By:Christian Cameron


            I missed Father Pierre. He was there when his eyes laughed at my petty sins, when he knelt with me on the floor to pray, when he embraced me. But the cautious strategos who lied about the goal of the expedition …

            At any rate, I went up a floor and along a hallway so narrow that a man in full harness would have had to go sideways like a crab. I asked the servants – some English, some Greek, some Arabs – the way until I found the open door at the end of a hall that should have been straight but was not. Later I learned that the English langue was one of the richest, and was built in four stages that did not perfectly align, so that the main hall of the second floor was neither straight nor flat.

            Fra William filled the room he called his ‘closet.’ It had a pigeon roost (as we call it) for scrolls, and the whole shelf was packed with them, hundreds of scrolls, and there were more around the room in baskets. In among the scrolls was a table no bigger than the sideboards on which squires cut meat and mix wine, and it, too, was covered in scrolls, and the bulk of the man was wedged between the pigeon roosts and the writing table. By his side was another tall man, this one as thin as Sir William was round.

            ‘Sir Robert Hales – Sir William Gold.’ He waved at us.

            Sir Robert Hales rose and took my hand. ‘I have heard of you, in France and in Italy.’

            I bowed. ‘Indeed, my lord, we were introduced at Clerkenwell.’ I smiled. ‘I was with Juan di Heredia’s nephew.’

            Sir Robert flushed. ‘Sir William … indeed. I swear you were younger then. Or perhaps smaller.’
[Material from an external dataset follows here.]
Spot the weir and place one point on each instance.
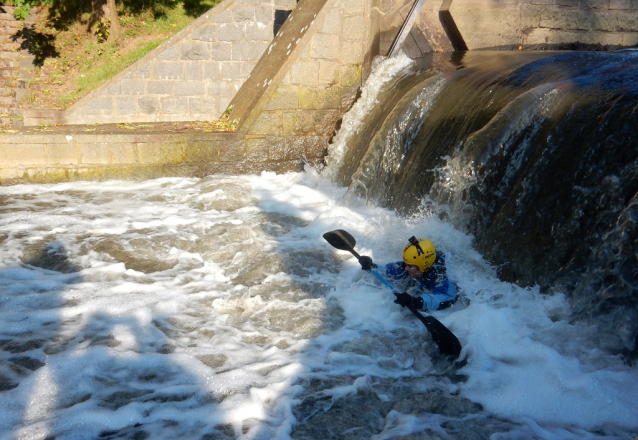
(203, 303)
(535, 156)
            We all laughed. I had been a squire of no account whatsoever. Now I was a knight of moderate fame.

            Sir Robert sat. ‘Of course, I know your sister, who shares your high courage.’
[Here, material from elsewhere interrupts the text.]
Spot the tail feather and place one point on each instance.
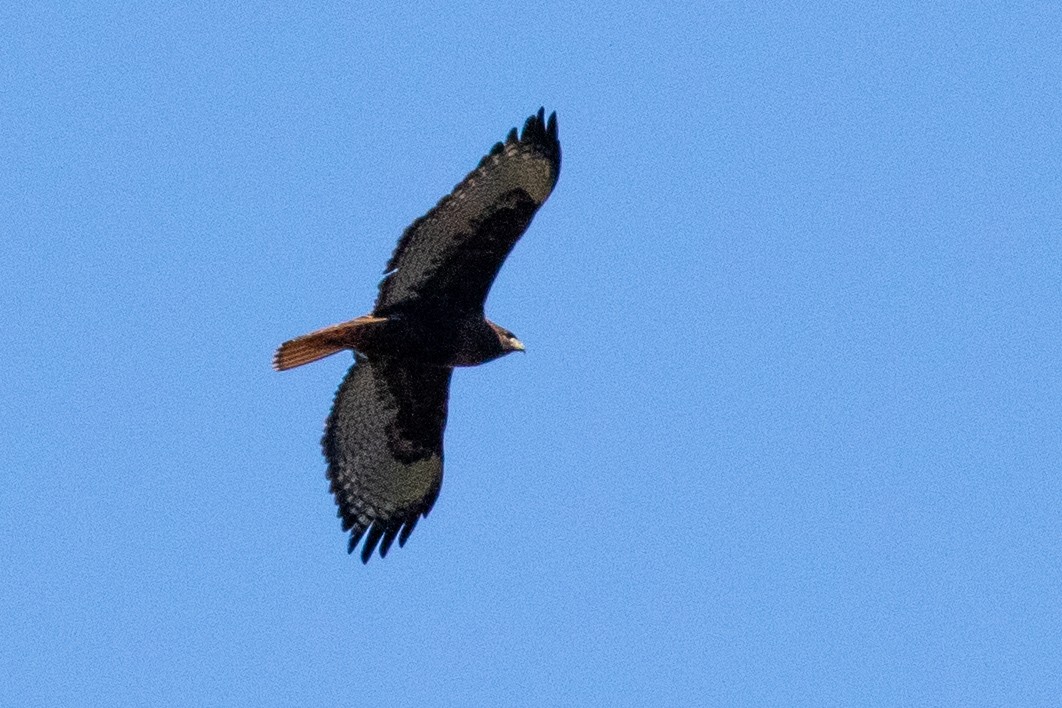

            My turn to flush. I had scarcely thought of my sister in six months. Fra William looked up from his writing. ‘Sit, Sir William. By our lady, clear him a space. There’s nowhere for a man to sit.’
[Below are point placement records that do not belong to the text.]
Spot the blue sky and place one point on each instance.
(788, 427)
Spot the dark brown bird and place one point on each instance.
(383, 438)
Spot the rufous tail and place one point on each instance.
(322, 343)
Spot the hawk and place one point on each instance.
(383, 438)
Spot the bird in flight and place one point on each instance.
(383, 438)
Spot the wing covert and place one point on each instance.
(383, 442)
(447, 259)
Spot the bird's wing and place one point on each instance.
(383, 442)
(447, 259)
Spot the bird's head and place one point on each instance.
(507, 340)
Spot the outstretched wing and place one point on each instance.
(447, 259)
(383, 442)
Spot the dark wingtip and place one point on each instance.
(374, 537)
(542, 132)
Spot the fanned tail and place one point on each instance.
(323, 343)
            I stood against the far wall and hoped that nothing fell on me. Very gradually, I leaned against a set of shelves weighted down with scrolls and books and tall stacks of parchments being led to their dooms by their heavy seals, slipping gradually but inevitably towards the floor.

            ‘You had a quarrel with Fra Daniele,’ Fra William stated. He did not ask.

            I said nothing.

            ‘Senior Knights of the Order are commanders,’ he said. He was still writing quickly. His big hand was perfectly well-trained, and his writing was as neat as a professional scribe’s hand. He was writing Latin. ‘Many of my paid soldiers are commanders in their own right, and I have to explain to them that here, on Rhodes, their authority is nothing, and only the brother-knights have the power to giver orders.’

            He looked up at me. ‘In Outremer, mercenaries sold themselves to the enemy. We have become careful.’

            I nodded.

            Fra William pursed his lips. ‘You further informed Fra Daniele that the legate is your lord.’

            I suppose I sighed. I was trying to control my temper, and not doing a perfect job.

            Fra William frowned. ‘He is a great man, perhaps a saint. But you, as a volunteer in the Order, must obey your superiors. You swore an oath to obey.’

            ‘Any reasonable order,’ I said.

            ‘No,’ Fra William said. ‘There is no such stipulation. You swore to obey. Kindly keep that in mind. I have no doubt – no doubt at all – that you are a brilliant soldier. The dockside tales of your daring are worthy of Roland or Oliver or Gawain. But if you wear the red coat, you must obey.’ He raised both eyebrows in his most cherubic look, one I would come to understand better. ‘Even Fra Daniele.’